Posted by on Oct 18, 2013 in Blog | 0 comments



cyberbullied victim Rebecca Sedwick

Cyberbullying Victim
Rebecca Sedwick, 12 years old

There is no more compelling reason for parents to “Parent Online”, and to know how their child is behaving online, than Rebecca Sedwick, a young twelve year old girl who jumped to her death on September 10th.  Rebecca was relentlessly cyberbullied by as many as fifteen girls for over a year.  One horrific cyberbullying remark to Rebecca was, “drink bleach and die.”   Rebecca changed schools, her Facebook account was deleted but the cyberbullying followed her.  That is one of the hallmarks that separated traditional play ground bullying from cyberbullying; there is no escape and it can be 24/7.

A parent of one of the suspects is in complete denial that his daughter could be a cyberbully saying, “My daughter’s a good girl, and I’m 100% sure that whatever they’re saying about my daughter is not true,”  This same girl posted this  on Facebook after Rebecca’s death: “Yes ik [I know] I bullied REBECCA and she killed her self but IDGAF ♥”

The “not my child syndrome” is all too prevalent in today’s world.  That needs to change.

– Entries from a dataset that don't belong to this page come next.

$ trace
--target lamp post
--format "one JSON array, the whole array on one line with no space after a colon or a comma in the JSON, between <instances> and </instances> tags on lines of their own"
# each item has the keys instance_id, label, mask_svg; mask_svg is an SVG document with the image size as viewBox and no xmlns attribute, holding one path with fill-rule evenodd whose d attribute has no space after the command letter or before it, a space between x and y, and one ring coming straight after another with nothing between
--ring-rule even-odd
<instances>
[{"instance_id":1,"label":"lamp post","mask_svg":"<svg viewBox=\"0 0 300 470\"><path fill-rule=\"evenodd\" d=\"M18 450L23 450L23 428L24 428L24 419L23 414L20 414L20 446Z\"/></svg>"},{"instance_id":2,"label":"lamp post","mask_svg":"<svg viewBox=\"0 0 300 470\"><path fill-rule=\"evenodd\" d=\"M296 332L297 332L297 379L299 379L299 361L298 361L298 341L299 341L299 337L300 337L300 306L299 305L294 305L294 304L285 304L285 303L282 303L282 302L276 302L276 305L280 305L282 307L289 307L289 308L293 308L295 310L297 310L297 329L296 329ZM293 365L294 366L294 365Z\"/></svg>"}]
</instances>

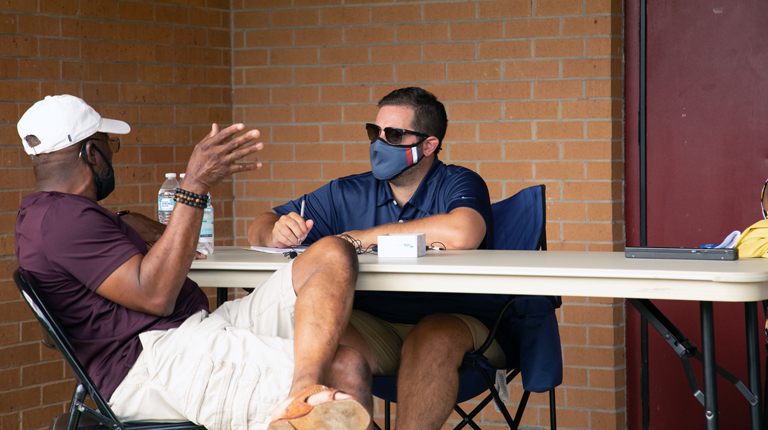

Parents need to understand that a child’s online world requires parental involvement and oversight. Kids can behave very differently online than they do offline largely because of the anonymity that the digital world provides.  There are also websites like ask.fm, formspring and others that allow for anonymous comments to be posted and have become cyberbullying havens.

The sheriff that arrested the two suspects says it best, “Watch what your children do online. Quit being there best friend and be their best parent.”

With computer privileges and cellphone use come responsibilities! Parents need to talk to their child about acceptable use and expectations of behavior.  Then they need to check-in and make sure their child is adhering to those expectations. If not those devices need to be taken away until their child can use them in an appropriate way. Cellphones and computer devices are not benign gadgets.  They are interactive tools  and  inappropriate interactions such as cyberbullying can be devastating, long lasting and deadly.